Past gems include Sleepy Joe, Crooked Hillary and Meatball Ron. Kamala Harris (Ruffin' Kamala, Kamabra) has a few options, too. But her running mate, Minnesota Democratic Governor Tim Walz, has yet to be given a Donald Trump-specific nickname.
Perhaps Trump is considering his options. There are too many options, and they are all pure gold.
Tampon Tim: Liberals are praising Walz for signing a law that makes feminine products free in Minnesota schools. What they don't say is that the law also includes putting feminine products in boys' bathrooms through the fourth grade. Can you imagine what immoral things a 10-year-old boy might do with a tampon? But that's OK. Walz thinks boys have periods, too.
Tiananmen Tim: Waltz said,Long track recordWaltz wants to spread “socialism” in China. The media portrays him as a China hawk pundit who wants to spread human rights. But while most Americans left the country after the Tiananmen Square incident, Waltz came to China as a high school teacher. He has been there many times on educational trips. Five years later, he returned to China on his honeymoon. Of course, there are innocent explanations, but as Waltz says, “one man's 'socialism' is another man's 'love your neighbor.'” Who paid for all this with a teacher's salary?
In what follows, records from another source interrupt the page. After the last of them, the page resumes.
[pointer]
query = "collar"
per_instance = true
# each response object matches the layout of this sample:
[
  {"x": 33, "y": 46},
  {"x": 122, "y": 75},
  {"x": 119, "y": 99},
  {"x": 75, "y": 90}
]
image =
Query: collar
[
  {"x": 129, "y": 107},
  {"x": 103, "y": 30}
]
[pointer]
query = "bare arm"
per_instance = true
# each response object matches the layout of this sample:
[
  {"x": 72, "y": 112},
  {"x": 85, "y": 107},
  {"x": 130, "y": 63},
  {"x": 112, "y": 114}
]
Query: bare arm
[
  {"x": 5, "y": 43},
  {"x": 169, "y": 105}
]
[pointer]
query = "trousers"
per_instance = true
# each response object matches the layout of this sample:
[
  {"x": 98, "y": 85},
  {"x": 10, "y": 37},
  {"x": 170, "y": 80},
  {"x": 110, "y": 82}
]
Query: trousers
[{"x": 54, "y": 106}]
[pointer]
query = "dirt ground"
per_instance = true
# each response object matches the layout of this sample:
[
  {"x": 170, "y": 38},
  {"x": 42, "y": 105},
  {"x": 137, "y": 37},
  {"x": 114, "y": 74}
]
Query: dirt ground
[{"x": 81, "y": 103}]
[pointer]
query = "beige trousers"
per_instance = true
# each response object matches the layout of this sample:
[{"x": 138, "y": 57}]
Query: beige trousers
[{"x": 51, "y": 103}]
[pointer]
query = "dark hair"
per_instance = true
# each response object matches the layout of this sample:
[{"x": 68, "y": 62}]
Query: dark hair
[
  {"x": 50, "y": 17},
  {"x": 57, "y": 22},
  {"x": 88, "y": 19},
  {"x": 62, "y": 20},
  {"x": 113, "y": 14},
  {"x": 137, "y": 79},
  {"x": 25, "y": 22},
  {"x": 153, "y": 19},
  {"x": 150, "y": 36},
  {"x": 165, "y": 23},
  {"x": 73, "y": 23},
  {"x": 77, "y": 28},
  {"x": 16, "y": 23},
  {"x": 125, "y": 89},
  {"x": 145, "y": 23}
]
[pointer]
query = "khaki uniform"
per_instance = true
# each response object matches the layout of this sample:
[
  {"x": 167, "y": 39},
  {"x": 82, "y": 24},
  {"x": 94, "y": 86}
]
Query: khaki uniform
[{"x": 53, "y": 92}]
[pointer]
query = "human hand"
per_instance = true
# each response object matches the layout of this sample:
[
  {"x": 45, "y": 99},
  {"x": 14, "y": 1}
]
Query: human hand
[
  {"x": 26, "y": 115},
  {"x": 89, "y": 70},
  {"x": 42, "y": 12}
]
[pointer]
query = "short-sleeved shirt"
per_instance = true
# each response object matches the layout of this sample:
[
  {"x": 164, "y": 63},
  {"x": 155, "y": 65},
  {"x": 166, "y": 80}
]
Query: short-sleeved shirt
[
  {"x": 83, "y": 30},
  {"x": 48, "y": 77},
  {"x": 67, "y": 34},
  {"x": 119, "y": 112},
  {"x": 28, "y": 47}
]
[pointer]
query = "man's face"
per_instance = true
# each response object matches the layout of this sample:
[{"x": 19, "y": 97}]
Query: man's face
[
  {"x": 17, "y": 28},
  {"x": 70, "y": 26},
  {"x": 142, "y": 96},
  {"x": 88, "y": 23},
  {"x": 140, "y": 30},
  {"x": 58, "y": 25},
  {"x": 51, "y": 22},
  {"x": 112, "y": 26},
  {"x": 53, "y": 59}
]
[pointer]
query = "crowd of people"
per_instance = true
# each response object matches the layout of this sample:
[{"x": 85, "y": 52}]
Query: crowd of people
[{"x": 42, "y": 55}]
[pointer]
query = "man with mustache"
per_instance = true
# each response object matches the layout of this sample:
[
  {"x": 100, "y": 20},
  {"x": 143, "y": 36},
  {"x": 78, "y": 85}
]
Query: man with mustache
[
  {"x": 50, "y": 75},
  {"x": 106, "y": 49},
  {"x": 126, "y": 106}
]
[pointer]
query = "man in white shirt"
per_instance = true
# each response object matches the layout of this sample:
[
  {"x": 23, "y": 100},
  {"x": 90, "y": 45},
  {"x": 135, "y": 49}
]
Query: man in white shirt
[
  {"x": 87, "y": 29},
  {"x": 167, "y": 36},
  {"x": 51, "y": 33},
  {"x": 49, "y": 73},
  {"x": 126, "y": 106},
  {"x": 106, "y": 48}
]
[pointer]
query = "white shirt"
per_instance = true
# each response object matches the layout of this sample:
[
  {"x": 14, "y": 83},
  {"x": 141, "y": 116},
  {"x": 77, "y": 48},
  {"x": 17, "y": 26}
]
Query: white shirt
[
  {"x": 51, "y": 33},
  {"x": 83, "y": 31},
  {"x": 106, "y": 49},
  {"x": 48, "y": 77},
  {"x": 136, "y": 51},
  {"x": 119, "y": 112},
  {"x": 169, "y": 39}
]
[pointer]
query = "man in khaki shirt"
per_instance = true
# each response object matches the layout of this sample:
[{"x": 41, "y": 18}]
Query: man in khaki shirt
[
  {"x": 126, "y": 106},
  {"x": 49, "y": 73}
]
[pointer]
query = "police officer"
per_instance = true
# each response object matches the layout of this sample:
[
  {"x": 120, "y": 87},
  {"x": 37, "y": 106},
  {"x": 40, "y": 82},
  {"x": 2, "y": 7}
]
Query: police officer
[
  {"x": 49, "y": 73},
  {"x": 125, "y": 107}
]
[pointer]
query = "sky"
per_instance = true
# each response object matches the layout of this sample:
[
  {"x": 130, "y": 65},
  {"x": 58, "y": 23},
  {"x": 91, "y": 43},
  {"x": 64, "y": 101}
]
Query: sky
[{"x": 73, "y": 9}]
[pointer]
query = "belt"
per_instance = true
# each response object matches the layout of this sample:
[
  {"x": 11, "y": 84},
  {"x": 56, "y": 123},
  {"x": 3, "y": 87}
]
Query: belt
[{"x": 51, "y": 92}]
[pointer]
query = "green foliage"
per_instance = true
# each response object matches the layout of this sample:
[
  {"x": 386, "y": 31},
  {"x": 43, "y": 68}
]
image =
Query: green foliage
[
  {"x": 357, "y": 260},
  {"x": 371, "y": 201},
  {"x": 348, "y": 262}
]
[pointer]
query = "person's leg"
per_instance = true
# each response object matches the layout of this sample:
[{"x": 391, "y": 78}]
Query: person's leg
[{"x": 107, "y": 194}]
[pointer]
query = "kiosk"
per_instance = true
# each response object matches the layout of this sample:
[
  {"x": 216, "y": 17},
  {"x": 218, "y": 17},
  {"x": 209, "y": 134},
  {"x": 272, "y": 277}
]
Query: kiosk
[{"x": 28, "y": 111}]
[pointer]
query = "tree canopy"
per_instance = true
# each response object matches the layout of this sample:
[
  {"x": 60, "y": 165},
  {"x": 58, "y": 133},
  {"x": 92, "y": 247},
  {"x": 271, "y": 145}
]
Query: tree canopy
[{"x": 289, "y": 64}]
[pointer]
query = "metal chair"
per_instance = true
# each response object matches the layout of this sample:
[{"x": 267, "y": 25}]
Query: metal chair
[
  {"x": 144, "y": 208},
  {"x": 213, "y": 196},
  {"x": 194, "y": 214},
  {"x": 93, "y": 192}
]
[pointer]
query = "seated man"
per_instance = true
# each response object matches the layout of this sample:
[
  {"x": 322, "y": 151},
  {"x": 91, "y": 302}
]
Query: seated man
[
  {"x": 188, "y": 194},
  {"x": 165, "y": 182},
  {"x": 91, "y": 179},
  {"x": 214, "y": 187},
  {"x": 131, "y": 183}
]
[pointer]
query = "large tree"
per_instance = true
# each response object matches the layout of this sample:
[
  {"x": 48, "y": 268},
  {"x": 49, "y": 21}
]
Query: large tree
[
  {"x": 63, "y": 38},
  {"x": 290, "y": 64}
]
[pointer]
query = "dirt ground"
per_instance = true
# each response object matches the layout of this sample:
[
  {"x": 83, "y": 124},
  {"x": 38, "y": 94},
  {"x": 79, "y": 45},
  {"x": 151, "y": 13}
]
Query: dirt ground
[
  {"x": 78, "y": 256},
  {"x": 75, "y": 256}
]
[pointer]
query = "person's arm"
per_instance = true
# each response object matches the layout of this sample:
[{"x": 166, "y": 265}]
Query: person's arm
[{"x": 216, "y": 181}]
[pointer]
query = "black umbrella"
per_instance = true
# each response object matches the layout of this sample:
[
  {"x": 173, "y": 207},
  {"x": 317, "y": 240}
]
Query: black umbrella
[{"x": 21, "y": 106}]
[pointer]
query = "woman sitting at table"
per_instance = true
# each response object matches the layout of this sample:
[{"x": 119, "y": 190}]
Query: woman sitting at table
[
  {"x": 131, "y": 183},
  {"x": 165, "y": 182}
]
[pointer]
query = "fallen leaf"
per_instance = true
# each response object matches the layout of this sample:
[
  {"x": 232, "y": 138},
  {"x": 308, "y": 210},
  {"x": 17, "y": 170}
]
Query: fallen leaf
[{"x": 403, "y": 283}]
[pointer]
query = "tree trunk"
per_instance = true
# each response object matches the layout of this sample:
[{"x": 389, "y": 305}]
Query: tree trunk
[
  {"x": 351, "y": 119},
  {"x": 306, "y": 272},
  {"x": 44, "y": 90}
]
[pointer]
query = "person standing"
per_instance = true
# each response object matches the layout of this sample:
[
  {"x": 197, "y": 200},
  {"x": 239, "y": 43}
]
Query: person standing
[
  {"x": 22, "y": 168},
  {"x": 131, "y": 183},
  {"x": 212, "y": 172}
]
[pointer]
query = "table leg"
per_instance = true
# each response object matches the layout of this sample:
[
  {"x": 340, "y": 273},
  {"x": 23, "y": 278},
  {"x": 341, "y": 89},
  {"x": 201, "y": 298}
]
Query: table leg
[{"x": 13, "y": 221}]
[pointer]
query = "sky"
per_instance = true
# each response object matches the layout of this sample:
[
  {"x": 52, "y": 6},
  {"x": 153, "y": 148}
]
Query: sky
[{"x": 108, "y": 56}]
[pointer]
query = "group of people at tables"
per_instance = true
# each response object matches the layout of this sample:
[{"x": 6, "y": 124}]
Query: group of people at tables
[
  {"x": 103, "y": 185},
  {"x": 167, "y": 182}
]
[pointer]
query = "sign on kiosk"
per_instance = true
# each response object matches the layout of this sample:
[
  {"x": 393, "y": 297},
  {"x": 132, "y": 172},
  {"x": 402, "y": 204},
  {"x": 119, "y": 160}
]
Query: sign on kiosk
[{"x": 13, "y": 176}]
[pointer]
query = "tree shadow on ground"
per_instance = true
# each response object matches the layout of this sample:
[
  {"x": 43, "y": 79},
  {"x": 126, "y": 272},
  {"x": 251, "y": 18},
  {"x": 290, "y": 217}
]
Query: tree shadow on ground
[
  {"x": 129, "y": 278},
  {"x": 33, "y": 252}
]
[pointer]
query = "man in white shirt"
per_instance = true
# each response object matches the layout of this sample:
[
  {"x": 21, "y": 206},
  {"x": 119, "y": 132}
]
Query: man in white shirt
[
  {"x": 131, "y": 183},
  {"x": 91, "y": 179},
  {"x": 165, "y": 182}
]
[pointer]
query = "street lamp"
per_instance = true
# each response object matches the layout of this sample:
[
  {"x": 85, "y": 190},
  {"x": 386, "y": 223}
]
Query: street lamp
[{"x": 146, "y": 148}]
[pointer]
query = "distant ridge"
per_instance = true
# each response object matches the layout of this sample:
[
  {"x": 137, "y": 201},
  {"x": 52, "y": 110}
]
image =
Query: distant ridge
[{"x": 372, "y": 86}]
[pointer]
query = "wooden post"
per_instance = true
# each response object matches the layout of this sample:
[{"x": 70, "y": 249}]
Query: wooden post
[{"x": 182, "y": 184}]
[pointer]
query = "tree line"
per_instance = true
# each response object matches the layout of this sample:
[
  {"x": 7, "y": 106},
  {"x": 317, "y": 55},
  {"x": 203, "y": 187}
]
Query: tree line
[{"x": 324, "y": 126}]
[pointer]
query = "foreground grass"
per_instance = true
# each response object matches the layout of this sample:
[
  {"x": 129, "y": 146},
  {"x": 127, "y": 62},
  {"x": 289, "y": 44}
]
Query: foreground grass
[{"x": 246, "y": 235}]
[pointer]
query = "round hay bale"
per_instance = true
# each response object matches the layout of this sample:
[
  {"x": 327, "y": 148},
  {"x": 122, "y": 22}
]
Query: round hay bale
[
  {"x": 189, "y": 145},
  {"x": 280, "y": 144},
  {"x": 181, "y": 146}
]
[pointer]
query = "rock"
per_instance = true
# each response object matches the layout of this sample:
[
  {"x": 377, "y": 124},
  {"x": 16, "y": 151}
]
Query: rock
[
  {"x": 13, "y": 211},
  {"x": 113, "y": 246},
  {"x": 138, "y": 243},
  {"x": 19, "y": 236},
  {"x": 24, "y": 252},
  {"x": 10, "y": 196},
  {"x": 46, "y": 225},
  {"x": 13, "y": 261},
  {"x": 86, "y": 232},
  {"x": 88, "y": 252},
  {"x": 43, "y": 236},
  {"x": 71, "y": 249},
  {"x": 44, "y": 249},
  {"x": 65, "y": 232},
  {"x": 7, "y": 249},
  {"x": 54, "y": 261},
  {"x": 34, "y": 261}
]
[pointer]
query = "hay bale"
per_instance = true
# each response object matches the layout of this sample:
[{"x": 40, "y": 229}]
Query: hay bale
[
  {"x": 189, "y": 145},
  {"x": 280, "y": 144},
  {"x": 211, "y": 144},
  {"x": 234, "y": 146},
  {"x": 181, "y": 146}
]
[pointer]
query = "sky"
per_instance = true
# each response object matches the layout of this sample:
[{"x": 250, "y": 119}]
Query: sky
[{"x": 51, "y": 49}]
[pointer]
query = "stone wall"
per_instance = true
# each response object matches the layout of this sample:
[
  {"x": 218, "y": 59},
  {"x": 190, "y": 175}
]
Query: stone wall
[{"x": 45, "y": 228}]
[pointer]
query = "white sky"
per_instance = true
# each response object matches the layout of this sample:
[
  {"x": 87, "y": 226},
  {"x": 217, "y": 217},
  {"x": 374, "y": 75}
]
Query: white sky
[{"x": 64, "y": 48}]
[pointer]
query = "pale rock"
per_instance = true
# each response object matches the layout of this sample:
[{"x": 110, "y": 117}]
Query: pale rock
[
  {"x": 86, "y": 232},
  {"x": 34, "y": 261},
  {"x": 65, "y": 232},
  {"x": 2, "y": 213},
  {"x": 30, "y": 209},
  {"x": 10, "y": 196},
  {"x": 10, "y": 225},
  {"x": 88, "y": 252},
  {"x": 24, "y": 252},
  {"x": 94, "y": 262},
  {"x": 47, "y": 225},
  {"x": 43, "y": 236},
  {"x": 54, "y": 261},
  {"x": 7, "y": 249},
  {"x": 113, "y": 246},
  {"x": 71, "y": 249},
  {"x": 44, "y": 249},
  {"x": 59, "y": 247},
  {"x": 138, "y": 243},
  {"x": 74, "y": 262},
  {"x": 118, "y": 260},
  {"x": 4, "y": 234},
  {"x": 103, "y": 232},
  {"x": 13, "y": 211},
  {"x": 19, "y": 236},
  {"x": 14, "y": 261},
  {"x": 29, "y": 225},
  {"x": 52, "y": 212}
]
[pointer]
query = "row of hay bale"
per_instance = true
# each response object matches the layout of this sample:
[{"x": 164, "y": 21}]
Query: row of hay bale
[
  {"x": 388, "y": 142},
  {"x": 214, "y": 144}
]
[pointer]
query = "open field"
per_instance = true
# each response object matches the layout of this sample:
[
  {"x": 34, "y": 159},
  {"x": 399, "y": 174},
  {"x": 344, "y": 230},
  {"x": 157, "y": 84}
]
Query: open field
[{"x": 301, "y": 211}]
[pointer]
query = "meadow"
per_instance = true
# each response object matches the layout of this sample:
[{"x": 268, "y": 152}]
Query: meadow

Tim Waltz honeymooned in China after getting married on the anniversary of the Tiananmen Square massacre. “He wanted a date he'd remember forever,” his wife said.
If Tiananmen Tim glorifies the massacre of innocent people fighting for freedom in China, imagine his plans for us. pic.twitter.com/G5NNYsXvot
— Tudor Dixon (@TudorDixon) August 7, 2024
Yellowberry Tim: This is especially painful for veterans, as he served in the National Guard for 24 years and members of his battalion have been accused of “stealing his honor.” Alleged He retired to avoid deployment to Iraq. In public, Waltz pretended to have faced fire in combat and justified why Americans should not have “the weapons of war that I carried in the war.” However, Waltz never served in the Middle East, and was deployed to Italy during the War on Terror.
Tiny Tim: This is probably the most classic way. Tiny Tim was a musician during Trump's heyday, an apt cultural reference. Plus, he was a certified weirdo. There's no way I'm going to vote for Harris-Waltz if Tiny Tim's face is in my head when I go to the ballot box.
Tiny Tim performed “Tip Toe Thru' The Tulip With Me” in 1968. In 1996, while performing the same song, Tiny Tim suffered a heart attack and died. pic.twitter.com/ZKQgjEr3Ow
— Historical Videos (@historyinmemes) January 9, 2024
West Coast Waltz or Waltz Aspirant: Sure, he may be Midwestern, and he may look and act like a walking dad joke, but his record makes it clear he governs like a Gavin Newsom impersonator.
Mr. Magoo the Marxist: Come on, they look exactly the same!